Set branches according to the ear, ensure the ventilation and light transmission conditions of the shelf surface, and save nutrition. It is appropriate to have one branch of about 25 cm, one plant with no more than 7 ears of fruit, and generally one branch with one bunch of fruit.

3. coring

the purpose of coring is to stop the growth of new shoots and promote the growth, flowering and fruit setting of inflorescences, which is conducive to improving the fruit setting rate. If you have enough leaves, you can pick the core. Grapes in greenhouse should be picked early. Generally, 4 ~ 5 leaves should be left above the ear for picking the core of the main shoot. Remove the secondary tip, leaving only one secondary tip of summer bud at the top, leaving 3 ~ 4 leaves for repeated coring, and the cage surface is ventilated and light-permeable.

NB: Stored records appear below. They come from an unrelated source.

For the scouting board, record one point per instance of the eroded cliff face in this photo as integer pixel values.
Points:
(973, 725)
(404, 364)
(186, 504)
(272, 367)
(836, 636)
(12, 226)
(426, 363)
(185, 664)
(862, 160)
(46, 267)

VII. Flower and fruit management

Before flowering, spray the leaves and inflorescences with .2% boron fertilizer solution, and sparse the ears and grains according to the fruit setting situation 1-15 days after flowering, leaving two ears for the strong-growing fruiting branches, one ear for the moderate-growing fruiting branches and one ear for the weak-growing fruiting branches. Keep 7 ears of fruit per plant and 6 ~ 8 grains per ear.

VIII. Prevention and control of pests and diseases

When the grapes are taken off the shelf, thoroughly clean the fallen leaves and branches and burn them centrally. During the growth period, the secondary shoots and tendrils should be removed in time to improve the ventilation and light transmission conditions. Spraying Bubomei 3 ~ 5 degree sulfur mixture before germination after excavation to eliminate residual germs on branches and vines, spraying 5% carbendazim 6 times solution before flowering to prevent gray mold, and preventing downy mildew and powdery mildew with Cobo, Essentials and Spray respectively.